Peki, nasıl oluyor da, o zaman bu kulüpler hem sportif, hem de iktisadi/mali anlamda futbolu domine edebiliyorlar? Bu sorunun yanıtı futbolun irrasyonel ve paradoksal yapısında gizli. Futbol ekonomisi ne yazık ki, hep söylediğimiz gibi gelirleri arttıkça, zararları artan, verimlilik ve maliyet minimizasyonu gibi rasyonel hesapların yapılamadığı bir sektör. Futbol ekonomisinin dinamikleri, reel iktisatta olduğu gibi rasyonel çalışmıyor. Bu nedenle, Kutlu Merih futbolu, “irrasyonel, asimetrik ve inelastik” bir sektör olarak değerlendiriyor.
Finansal Fair Play bu kulüplere çalışır mı?
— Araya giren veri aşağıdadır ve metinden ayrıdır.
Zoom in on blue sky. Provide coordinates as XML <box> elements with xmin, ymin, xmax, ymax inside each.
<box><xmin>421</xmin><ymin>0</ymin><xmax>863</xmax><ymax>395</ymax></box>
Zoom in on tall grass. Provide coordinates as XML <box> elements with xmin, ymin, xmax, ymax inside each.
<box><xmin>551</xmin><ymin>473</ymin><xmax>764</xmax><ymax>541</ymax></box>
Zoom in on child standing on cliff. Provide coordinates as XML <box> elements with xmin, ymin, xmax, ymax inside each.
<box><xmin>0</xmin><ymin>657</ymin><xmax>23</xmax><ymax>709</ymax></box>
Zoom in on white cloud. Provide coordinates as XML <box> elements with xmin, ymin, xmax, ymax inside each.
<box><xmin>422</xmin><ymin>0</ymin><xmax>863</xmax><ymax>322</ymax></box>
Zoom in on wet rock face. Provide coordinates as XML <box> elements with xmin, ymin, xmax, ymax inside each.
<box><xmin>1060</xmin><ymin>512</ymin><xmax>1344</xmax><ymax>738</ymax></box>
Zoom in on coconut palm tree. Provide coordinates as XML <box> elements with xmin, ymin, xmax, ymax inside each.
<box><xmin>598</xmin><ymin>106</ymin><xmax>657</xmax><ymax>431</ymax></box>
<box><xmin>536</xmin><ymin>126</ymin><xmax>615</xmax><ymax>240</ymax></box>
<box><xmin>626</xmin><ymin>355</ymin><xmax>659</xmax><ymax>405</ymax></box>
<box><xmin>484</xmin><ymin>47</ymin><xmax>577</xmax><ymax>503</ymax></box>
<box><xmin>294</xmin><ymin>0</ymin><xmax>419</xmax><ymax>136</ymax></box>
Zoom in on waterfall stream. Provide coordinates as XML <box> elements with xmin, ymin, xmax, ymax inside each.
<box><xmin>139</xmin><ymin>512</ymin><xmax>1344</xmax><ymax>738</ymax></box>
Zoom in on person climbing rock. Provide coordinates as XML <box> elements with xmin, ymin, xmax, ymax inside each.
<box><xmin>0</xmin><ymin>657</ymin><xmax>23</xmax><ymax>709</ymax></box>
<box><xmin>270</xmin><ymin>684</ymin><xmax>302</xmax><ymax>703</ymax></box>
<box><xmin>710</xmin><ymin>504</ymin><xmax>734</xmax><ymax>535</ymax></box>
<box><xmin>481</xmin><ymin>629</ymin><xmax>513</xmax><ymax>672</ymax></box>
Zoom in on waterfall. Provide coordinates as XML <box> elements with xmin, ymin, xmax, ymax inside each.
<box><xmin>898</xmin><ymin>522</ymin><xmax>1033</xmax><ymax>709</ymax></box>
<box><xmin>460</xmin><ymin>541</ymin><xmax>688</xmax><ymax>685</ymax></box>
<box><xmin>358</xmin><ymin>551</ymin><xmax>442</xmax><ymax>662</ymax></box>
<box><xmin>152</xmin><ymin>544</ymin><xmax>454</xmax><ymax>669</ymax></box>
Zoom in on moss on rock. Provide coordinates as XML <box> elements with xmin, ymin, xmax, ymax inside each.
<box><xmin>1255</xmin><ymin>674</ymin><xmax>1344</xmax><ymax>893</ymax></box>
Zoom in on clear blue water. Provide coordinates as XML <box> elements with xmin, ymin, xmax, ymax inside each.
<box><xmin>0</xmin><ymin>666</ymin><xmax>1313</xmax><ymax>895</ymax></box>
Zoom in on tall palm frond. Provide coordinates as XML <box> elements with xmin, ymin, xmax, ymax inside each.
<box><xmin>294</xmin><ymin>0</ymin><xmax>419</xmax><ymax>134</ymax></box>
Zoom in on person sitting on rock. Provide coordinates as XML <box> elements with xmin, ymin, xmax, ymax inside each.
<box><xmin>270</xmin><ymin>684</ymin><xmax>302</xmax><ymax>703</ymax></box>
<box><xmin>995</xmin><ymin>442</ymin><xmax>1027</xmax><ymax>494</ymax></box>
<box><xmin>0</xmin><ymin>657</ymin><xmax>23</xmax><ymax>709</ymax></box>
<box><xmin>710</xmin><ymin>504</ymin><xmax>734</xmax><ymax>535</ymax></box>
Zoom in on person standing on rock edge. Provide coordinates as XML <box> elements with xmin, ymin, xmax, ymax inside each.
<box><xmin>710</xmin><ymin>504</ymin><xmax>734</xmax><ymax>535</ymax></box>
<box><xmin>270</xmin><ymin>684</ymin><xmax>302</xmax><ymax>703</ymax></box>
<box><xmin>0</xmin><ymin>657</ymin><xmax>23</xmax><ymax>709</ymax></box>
Yukarıdaki tabloya göre bir iki takım dışında UEFA Finansal Fair Play kurallarına uyum sağlayabilecek ve UEFA lisansı alabilecektakım görünmüyor. Geçen senenin UEFA Avrupa Ligi şampiyonu Chelsea, 2013 yılını 60 milyon euro zararla kapattı. (Bu tutar, UEFA’nın 2014-15 sezonu için öngördüğü 45 milyon euro kabul edilebilir zararın üzerinde.) Aynı Chelsea’ye Roman Abramovich, 2003’ten bu yana 10 yılda 845 milyon sterlin aktarmış durumda (UEFA FFP’e göre futbol dışı fonların 2014-15 sezonuna kadar kaynağına, yani Abramovich’e iade edilmesi gerekiyor). Chelsea’de şu anda oyunculara ödenen ücret ve maaşlar toplamı %90’a ulaşmış vaziyette. (UEFA FFP’ye göre oyunculara bir yıl içinde ödenen ücret ve maaşlar toplamı, toplam gelirin yüzde yetmişini geçemez) Sadece bir kulüp, yani Chelsea örneği bile UEFA’nın Finansal Fair Play uygulamasını bu kulüplere çalıştırıp çalıştıramayacağını ortaya koyacak.
Sonuç
Deloitte’un Para Ligi sıralaması kulüpleri sadecegelirlerine göre sıraladığı için ne yazık ki, bize tüm gerçekleri göstermiyor. Aksine, çok gelire sahip kulübün ekonomisinin de sağlıklı olduğu gibi bir illüzyona neden oluyor. Oysa, bu gelirlerin yanına, kulüplerin borçları, operasyonel karlılıkları, ücret, maaş ve gelir rasyosu gibi göstergeler de eklense, bu çalışma gerçekten çok yararlı ve yol gösterici bir çalışma olacak.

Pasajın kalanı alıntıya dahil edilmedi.